Shadow stacks for 64-bit Arm systems

By Jonathan Corbet
August 7, 2023

Return-oriented programming (ROP) has, for some years now, been a valuable tool for those who would subvert a system's security. It is thus not surprising that a lot of effort has gone into thwarting ROP attacks, which depend on corrupting the call stack with a carefully chosen set of return addresses, at both the hardware and software levels. One result of this work is shadow stacks, which can detect corruption of the call stack, allowing the operating system to react accordingly. The 64-bit Arm implementation of shadow stacks is called "guarded control stack" (GCS); patches implementing support for this feature are currently under discussion.

A shadow stack is a copy of a thread's call stack; it is often (but not necessarily) maintained by the CPU hardware. Whenever a function call is made, the current return address is pushed onto both the regular stack and the shadow stack. When the function returns, the addresses at the top of the two stacks are compared; if they do not match, the system concludes that the call stack has been corrupted and, probably, aborts execution. This check is enough to defeat most attacks that involve writing a sequence of return addresses to the stack. Even if the shadow stack is writable, the need to update it to match the call stack raises the bar for a successful exploit considerably.

Software shadow stacks can be effective, but there are advantages to implementing them in hardware; the performance can be better, and the CPU can prevent attempts to corrupt the shadow stack. Naturally, any such support will be architecture-specific, and so will require architecture-specific code to make use of. The effort to implement user-space shadow stacks for x86 has been underway for some time and will, with luck, land in the mainline in the near future.
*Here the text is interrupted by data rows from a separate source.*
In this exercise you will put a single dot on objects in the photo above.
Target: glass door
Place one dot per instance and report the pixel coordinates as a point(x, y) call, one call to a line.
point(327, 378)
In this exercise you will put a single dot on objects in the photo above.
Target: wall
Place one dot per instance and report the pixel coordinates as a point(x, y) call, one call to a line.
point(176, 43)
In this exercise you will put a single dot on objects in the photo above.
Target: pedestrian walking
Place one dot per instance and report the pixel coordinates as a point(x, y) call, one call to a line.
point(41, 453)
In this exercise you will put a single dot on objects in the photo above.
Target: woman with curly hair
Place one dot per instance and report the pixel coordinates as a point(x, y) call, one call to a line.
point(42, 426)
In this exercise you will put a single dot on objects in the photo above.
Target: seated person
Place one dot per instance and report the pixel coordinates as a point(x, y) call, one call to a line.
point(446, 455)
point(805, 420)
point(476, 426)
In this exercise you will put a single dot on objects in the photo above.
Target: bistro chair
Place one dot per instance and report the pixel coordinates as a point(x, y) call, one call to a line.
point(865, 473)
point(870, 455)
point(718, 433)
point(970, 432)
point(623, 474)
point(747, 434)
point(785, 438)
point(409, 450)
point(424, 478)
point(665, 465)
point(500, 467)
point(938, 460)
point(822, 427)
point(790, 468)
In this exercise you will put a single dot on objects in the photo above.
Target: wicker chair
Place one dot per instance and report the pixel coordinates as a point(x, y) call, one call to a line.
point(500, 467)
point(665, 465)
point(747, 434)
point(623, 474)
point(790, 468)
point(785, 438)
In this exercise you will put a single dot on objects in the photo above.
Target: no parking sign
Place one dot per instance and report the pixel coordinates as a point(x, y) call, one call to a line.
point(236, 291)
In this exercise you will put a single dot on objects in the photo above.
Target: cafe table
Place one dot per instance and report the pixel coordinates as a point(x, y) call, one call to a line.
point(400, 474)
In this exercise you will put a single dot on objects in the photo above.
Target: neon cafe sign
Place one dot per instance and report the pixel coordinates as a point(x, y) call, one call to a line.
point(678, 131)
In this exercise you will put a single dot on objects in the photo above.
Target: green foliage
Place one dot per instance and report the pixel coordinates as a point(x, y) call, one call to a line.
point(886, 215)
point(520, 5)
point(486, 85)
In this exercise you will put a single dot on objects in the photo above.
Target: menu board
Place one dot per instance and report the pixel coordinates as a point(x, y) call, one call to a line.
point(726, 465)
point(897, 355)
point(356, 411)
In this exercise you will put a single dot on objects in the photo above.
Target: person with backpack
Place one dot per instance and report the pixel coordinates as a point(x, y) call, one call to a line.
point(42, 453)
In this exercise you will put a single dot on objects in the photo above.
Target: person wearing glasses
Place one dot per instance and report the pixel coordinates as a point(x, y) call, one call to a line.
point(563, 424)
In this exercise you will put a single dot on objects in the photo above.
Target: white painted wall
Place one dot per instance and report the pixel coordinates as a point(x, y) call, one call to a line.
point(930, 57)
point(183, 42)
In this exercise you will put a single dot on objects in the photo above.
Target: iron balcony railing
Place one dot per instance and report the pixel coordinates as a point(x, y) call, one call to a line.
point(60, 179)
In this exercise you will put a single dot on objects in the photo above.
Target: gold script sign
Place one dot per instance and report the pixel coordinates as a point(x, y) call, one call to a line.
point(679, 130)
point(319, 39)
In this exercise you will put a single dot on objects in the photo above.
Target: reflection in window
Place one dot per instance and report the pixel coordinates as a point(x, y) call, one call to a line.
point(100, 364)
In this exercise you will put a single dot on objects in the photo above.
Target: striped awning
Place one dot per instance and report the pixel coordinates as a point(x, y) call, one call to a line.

The 64-bit Arm ("aarch64") processors — and the developers adding support for the new processor features — are coming later to the shadow-stack party, a fact that brings both advantages and disadvantages. On the "advantage" side, the x86 developers have spent years in extended discussions over how shadow stacks should be supported and what the interface to them should look like, and they have the scars to show for it. In the cover letter for the GCS support patch series, Mark Brown made it clear that he intends to avoid a similar experience if possible:

As there has been extensive discussion with the wider community around the ABI for shadow stacks I have as far as practical kept implementation decisions close to those for x86, anticipating that review would lead to similar conclusions in the absence of strong reasoning for divergence.

On the other hand, the first implementer of a kernel feature is not normally expected to make that implementation sufficiently general for the needs of those that will follow. Experience has shown that premature abstraction, like premature optimization, tends not to lead to good results. So it is often the second or third comer who has to create a framework that all implementations can fit into.

The Arm shadow-stack interface

In this case, there was relatively little work of this type to do. The Arm world doesn't use the term "shadow stack" much, preferring the GCS term, but x86 got there first, so "shadow stack" has become the generic way of referring to this feature. The x86 implementation adds some arch_prctl() calls to control the feature, but aarch64 does not implement arch_prctl() at all. So, instead, the GCS patches create a new set of prctl() calls meant to control the feature on all architectures. The main control operation is PR_SET_SHADOW_STACK_STATUS, which takes a number of flags.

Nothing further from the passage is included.